8 Traits of a Super Empath: Find Out If You Are One

What is Super Empath? You might think this means empathy with heightened sensitivity. You’re right, but it’s complicated.

Super empaths feel the emotions of others more intensely. It’s like having a super power. You can use it for good or bad. In this article, I want to examine the traits of super-empaths, how they differ from empaths and how they deal with this hypersensitivity.

8 Super empath traits

  1. You can connect to your feelings up or down
    Super empaths can either lower or intensify their levels of empathy. It all depends on the situation. Usually, this happens after prolonged abuse. Super Empaths calls this “turning off their emotions”.

Super empaths are finely tuned to the feelings of others. They use their opponent’s fears and insecurities like a heat-seeking missile against their aggressors.

Super empaths know what the other person is going through. It is easy for them to see what motivates a person. For example, if their partner treats them silently, they won’t speak up either. If someone constantly puts them down, they will do the same. Super-sympathizers can project nasty traits on their abuser, but with an added allure.

Indifference or indifference is not associated with empathy. However, in certain circumstances, it is a super empathetic trait. Super empaths can become critical, impatient, demeaning, mean, and spiteful. In effect, it mirrors his abuser, or plays him at his own game.

She can also appear disinterested and then explode with anger. However, it does not give them pleasure and they are aware of how harmful their actions are.

  1. You attract narcissists
    You might be wondering why super empaths take such drastic action. One reason is that their caring and empathetic nature attracts narcissists. One of the most common traits of empathy is the desire to help others. Narcissists quickly pick up on this and get trapped in super empathy.

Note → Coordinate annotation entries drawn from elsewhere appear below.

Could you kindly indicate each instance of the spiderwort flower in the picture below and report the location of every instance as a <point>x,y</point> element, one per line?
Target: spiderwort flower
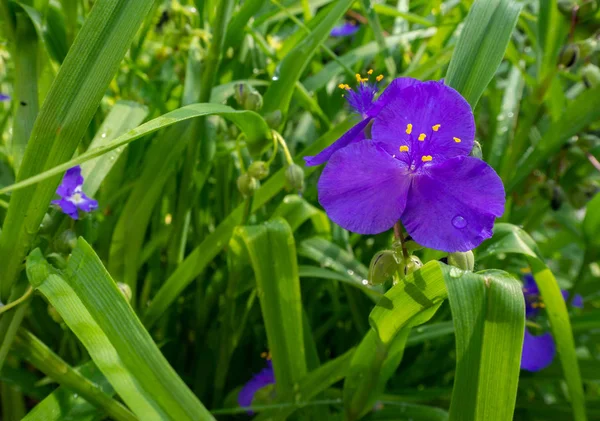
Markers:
<point>72,196</point>
<point>538,351</point>
<point>344,30</point>
<point>415,167</point>
<point>263,378</point>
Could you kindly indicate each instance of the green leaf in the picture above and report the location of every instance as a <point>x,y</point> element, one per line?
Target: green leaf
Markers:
<point>94,308</point>
<point>67,110</point>
<point>488,311</point>
<point>481,46</point>
<point>272,251</point>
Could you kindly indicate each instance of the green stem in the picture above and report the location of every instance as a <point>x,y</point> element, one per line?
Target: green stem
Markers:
<point>42,357</point>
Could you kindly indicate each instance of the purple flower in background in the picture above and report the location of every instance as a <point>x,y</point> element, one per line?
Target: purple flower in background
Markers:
<point>345,29</point>
<point>72,196</point>
<point>538,351</point>
<point>263,378</point>
<point>415,167</point>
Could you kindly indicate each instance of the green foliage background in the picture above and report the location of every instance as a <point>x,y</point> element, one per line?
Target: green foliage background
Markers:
<point>159,305</point>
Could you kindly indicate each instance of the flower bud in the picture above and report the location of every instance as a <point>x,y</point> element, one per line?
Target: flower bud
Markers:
<point>413,263</point>
<point>294,177</point>
<point>462,260</point>
<point>66,242</point>
<point>476,151</point>
<point>591,75</point>
<point>247,184</point>
<point>383,266</point>
<point>125,290</point>
<point>569,55</point>
<point>274,119</point>
<point>258,170</point>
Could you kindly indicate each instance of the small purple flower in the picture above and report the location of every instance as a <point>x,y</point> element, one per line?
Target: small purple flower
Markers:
<point>344,30</point>
<point>415,167</point>
<point>538,351</point>
<point>72,196</point>
<point>263,378</point>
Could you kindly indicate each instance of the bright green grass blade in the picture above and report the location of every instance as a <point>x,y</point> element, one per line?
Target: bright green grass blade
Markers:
<point>124,116</point>
<point>94,308</point>
<point>290,69</point>
<point>512,239</point>
<point>488,311</point>
<point>249,122</point>
<point>481,46</point>
<point>67,110</point>
<point>272,251</point>
<point>202,255</point>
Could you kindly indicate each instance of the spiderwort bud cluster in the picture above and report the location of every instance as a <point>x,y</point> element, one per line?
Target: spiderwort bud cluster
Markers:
<point>247,97</point>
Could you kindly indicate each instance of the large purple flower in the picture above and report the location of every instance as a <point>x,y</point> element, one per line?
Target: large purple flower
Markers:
<point>415,167</point>
<point>344,30</point>
<point>72,196</point>
<point>538,351</point>
<point>263,378</point>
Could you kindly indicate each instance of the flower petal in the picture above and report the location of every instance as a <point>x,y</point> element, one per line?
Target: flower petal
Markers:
<point>355,134</point>
<point>70,182</point>
<point>538,351</point>
<point>363,189</point>
<point>441,122</point>
<point>452,206</point>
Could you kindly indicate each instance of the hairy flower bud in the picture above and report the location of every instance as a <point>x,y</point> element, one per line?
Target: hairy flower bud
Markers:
<point>247,184</point>
<point>383,266</point>
<point>294,177</point>
<point>258,170</point>
<point>462,260</point>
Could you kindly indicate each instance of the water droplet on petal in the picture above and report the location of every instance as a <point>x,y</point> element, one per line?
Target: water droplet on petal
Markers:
<point>459,222</point>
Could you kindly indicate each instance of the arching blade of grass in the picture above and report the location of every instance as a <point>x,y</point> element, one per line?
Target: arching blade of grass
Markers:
<point>94,308</point>
<point>67,110</point>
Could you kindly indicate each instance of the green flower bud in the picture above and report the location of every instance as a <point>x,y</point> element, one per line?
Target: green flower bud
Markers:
<point>294,177</point>
<point>66,242</point>
<point>569,55</point>
<point>476,151</point>
<point>591,75</point>
<point>462,260</point>
<point>274,119</point>
<point>125,290</point>
<point>383,266</point>
<point>258,170</point>
<point>247,184</point>
<point>413,263</point>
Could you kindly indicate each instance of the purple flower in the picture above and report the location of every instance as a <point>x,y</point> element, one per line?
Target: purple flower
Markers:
<point>344,30</point>
<point>263,378</point>
<point>414,167</point>
<point>72,196</point>
<point>538,351</point>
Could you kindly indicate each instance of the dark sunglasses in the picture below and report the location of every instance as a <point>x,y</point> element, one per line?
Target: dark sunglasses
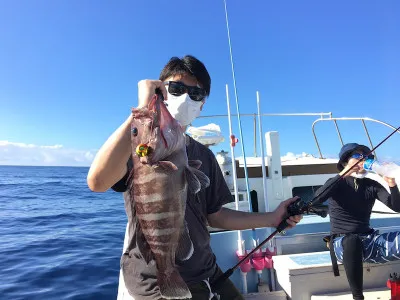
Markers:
<point>360,156</point>
<point>177,88</point>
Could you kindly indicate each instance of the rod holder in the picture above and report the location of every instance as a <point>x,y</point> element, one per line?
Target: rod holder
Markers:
<point>245,267</point>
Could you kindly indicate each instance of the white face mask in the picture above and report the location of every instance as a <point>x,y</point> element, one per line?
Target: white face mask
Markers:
<point>183,109</point>
<point>358,175</point>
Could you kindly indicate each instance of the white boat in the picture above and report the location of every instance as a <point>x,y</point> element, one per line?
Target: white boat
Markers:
<point>302,266</point>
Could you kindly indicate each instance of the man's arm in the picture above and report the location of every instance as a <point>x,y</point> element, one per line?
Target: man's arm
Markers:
<point>109,165</point>
<point>237,220</point>
<point>392,199</point>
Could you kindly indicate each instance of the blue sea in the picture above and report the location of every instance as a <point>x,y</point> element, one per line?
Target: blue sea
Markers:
<point>58,239</point>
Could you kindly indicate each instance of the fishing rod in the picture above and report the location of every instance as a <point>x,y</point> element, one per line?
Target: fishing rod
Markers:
<point>298,207</point>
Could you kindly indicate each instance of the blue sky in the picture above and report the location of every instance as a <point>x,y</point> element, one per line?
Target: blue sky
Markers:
<point>69,69</point>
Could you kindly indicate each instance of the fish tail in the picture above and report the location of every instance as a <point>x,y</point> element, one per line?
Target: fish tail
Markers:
<point>172,286</point>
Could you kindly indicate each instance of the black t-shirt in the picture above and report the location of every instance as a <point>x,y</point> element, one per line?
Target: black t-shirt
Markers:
<point>140,278</point>
<point>351,201</point>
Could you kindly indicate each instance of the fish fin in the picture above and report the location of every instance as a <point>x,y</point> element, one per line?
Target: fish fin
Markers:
<point>185,246</point>
<point>167,165</point>
<point>197,180</point>
<point>142,244</point>
<point>195,163</point>
<point>194,184</point>
<point>172,286</point>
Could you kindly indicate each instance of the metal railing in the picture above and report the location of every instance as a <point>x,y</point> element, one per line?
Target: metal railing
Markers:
<point>362,119</point>
<point>323,116</point>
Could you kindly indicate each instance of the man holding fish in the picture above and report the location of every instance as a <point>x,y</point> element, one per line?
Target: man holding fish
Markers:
<point>173,188</point>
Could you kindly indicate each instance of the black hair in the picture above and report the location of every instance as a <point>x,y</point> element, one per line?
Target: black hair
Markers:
<point>187,65</point>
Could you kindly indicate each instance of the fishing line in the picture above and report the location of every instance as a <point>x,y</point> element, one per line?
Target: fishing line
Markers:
<point>296,208</point>
<point>240,124</point>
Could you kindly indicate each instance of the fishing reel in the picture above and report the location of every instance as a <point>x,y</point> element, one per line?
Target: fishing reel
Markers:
<point>301,207</point>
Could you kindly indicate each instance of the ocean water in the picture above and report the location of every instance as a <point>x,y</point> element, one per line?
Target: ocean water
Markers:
<point>58,240</point>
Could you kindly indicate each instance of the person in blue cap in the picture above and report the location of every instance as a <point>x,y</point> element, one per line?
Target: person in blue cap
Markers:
<point>352,240</point>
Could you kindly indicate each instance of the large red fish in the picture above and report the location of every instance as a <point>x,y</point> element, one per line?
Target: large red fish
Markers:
<point>161,177</point>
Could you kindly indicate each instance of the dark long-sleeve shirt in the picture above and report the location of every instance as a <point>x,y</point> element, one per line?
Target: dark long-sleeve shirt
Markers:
<point>351,201</point>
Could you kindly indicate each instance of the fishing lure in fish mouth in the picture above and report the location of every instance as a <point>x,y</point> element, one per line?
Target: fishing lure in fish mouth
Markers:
<point>143,150</point>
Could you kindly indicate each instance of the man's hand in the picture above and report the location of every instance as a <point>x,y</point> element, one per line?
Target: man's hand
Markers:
<point>280,214</point>
<point>391,181</point>
<point>146,90</point>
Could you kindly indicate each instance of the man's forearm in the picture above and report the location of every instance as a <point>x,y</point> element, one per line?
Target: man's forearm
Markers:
<point>109,165</point>
<point>239,220</point>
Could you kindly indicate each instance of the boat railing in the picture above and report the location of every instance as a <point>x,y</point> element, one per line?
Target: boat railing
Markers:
<point>323,116</point>
<point>363,121</point>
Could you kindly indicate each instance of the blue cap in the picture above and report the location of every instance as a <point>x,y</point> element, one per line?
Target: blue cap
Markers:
<point>347,150</point>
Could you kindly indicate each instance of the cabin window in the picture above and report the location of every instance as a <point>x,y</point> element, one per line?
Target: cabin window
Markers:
<point>305,192</point>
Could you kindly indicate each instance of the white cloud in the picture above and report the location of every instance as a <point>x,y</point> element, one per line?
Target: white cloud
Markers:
<point>38,155</point>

Narcissists use empathy to their advantage. However, while an empath may remain in an unhealthy relationship, a super empath is different. Some call this the awakening of super empathy.

Empath finally realizes his power and begins manipulating narcissists. In a battle between a super empath vs. a narcissist, I was previously wasting my money.

  1. You can see the positions from both sides
    Do you defend the actions of others? Do you play Devil’s Advocate in arguments? Are you explaining the situation from the other person’s point of view?

Super empaths understand why people do things. For example, you may have a black sheep in the family. Your siblings have long since disowned her, but you will keep in touch. You remember how they struggled as a teenager. You understand how this explains their behaviour.

  1. You are very self-aware
    People with critical self-awareness can tap into the feelings of others. However, they are also aware of their mental state and how this may affect them. You may have done shadow work on yourself.

As a result, you are aware of your own biases. You realize that you see the world through an imperfect lens. This lens has many effects. Your upbringing, your family and friends, the environment, mainstream and social media.

You know your triggers, why you react the way you do, and adjust your behavior accordingly.

  1. You have a strong sense of identity
    Being self-aware is beneficial in all aspects of life. It provides super-empathizers with the insight to change their behavior and an understanding of their strengths and weaknesses. You know who you are, what you stand for, what your beliefs and values are, and you make no apologies for expressing them.

However, you combine your self-awareness with tact and diplomacy. You are also aware of other people’s feelings. You hope to educate people, not preach to them.

Super Empath wants to spread compassion, mediate, and bring people together. They want a perfect world where everyone coexists; Those who can contribute, and those who cannot, are taken care of.

  1. You are a people pleaser
    Some people give advice without being asked, give you their opinion whether you like it or not, and “like to say it straight.” In other words, they are tactless and have no other motive than to make themselves look and feel superior.

I’ll give you my favorite example; I had just purchased my new car and was excited to show it to a friend. That was the most money I’ve ever spent on a car. I was wondering about driving this “luxury model” home. My friend saw it and said

“I don’t like the color.”

My friend is the opposite of super empathetic. Super empaths are always aware of how they treat others. They think before speaking, considering people’s feelings. They certainly don’t say anything annoying to people.

  1. You are very in tune with the feelings of others
    Super empaths are very sensitive to the experiences and feelings of others. This is not just about understanding what someone is going through. For example, we can all empathize with someone grieving the loss of their partner. We may comfort them, grieve for them, offer practical help, or a shoulder to cry on.

But super empaths feel their grief as if it were their own. They experience the pain, heartbreak, and deep sadness of others for themselves.

I know someone who can’t watch a movie where a child or a dog dies. She has made many donations to charities after being overwhelmed with grief over the plight of starving children, exhausted donkeys, the homeless, yellow bears, you name it, donate to her.

  1. Your partners can change your mood
    Have you ever felt that you are not in control of your feelings? Perhaps you feel that others have unfettered access to your moods, changing them at will.

Some people naturally light up a room, while others are emotional vampires, sucking joy out of everything around them. You tend towards the strongest mood. You are like a sponge. You absorb the atmosphere, but you can’t change it.